A parábola que ouvimos deixa claro
que a nossa existência é única. Nós nunca mais voltaremos a este mundo para
corrigir erros que tenhamos cometido nesta vida. É isso que nos chama à
responsabilidade. Somos livres para fazer escolhas e tomar decisões. Essas
escolhas e decisões vão diariamente escrevendo o nosso destino, no que diz
respeito à vida após a morte. Para nos ajudar a escrever um destino de salvação
e não de condenação, Deus nos deixou a sua Palavra: “Eles têm Moisés e os Profetas, que os escutem!” (Lc 16,29). E Jesus afirma que quando
uma pessoa não crê na verdade da Palavra de Deus, nem mesmo se acontecesse algo
milagroso, como a ressurreição de um morto, ela mudaria suas atitudes, deixando
de ser egoísta e passando a se preocupar com os que sofrem à sua volta (cf. Lc
16,31).
Ao
encerramos o mês da Bíblia, celebramos a chegada da primavera. O fruto da vida
eterna, que esperamos colher, depende da semente que estamos semeando hoje, isto
é, dos valores que estamos cultivando em nossa vida: se são transitórios ou se
são definitivos; se visam unicamente o nosso bem ou se visam o bem de toda a
humanidade, especialmente dos que mais sofrem.

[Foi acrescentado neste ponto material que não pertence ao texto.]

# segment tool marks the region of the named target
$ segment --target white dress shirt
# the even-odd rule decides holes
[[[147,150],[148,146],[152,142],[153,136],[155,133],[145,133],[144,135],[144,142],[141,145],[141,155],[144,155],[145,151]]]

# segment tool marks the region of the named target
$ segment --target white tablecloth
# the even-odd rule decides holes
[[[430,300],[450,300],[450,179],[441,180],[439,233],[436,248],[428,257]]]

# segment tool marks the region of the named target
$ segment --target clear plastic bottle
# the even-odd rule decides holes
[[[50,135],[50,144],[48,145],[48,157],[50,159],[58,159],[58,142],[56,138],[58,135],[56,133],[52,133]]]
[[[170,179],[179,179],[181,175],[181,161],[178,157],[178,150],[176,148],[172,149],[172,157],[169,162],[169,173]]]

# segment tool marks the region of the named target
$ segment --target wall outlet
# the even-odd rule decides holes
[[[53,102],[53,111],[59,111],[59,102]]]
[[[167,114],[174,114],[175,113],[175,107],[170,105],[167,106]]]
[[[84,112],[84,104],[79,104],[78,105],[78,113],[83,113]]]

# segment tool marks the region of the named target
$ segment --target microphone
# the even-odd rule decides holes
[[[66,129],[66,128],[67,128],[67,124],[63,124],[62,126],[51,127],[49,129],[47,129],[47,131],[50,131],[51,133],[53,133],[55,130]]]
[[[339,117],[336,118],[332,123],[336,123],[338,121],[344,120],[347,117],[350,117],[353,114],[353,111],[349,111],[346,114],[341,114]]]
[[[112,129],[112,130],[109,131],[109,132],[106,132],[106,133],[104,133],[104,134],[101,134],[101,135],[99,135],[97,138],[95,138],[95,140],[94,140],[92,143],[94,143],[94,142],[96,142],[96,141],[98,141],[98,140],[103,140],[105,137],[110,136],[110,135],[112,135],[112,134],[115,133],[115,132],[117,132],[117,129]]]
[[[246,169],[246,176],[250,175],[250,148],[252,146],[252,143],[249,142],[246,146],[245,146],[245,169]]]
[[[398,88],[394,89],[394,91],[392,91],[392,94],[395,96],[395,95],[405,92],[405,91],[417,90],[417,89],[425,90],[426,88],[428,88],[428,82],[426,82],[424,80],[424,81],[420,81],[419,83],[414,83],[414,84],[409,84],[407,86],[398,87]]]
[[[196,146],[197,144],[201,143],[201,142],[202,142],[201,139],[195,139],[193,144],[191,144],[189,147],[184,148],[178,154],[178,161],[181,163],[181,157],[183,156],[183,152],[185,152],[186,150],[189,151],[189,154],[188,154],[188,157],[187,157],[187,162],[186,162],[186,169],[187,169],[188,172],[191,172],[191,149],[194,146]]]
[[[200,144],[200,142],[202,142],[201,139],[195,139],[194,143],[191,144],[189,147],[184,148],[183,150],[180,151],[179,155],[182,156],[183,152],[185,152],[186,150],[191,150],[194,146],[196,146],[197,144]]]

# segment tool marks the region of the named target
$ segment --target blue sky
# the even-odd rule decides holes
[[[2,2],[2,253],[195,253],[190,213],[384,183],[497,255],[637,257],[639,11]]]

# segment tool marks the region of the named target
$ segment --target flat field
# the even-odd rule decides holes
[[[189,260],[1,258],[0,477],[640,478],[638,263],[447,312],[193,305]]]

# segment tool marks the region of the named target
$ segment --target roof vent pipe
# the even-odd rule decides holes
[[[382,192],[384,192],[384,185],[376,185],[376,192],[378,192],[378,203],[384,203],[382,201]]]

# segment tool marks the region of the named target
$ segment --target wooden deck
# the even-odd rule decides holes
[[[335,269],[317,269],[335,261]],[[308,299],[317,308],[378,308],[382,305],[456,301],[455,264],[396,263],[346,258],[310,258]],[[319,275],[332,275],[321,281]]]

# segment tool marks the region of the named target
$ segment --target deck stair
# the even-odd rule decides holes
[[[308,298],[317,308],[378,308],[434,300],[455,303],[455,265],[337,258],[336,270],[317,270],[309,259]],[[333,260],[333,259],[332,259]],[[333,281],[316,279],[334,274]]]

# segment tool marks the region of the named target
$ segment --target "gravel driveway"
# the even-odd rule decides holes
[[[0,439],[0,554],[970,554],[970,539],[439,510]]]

Hoje é o tempo de construirmos
pontes sobre os abismos da desigualdade social, de modo que a fraternidade cure
as feridas abertas pelo individualismo, e a compaixão fale mais alto ao nosso
coração do que a indiferença para com quem sofre.
Enfim,
lembremos as sábias palavras de Beto Guedes, na música “O sal da terra”:
“Vamos precisar de todo mundo pra banir do mundo a
opressão; para construir a vida nova vamos precisar de muito amor. A felicidade
mora ao lado e quem não é tolo pode ver... Vamos precisar de todo mundo: um
mais um é sempre mais que dois. Para melhor construir a vida nova é só repartir
melhor o pão; recriar o paraíso agora para merecer quem vem depois”.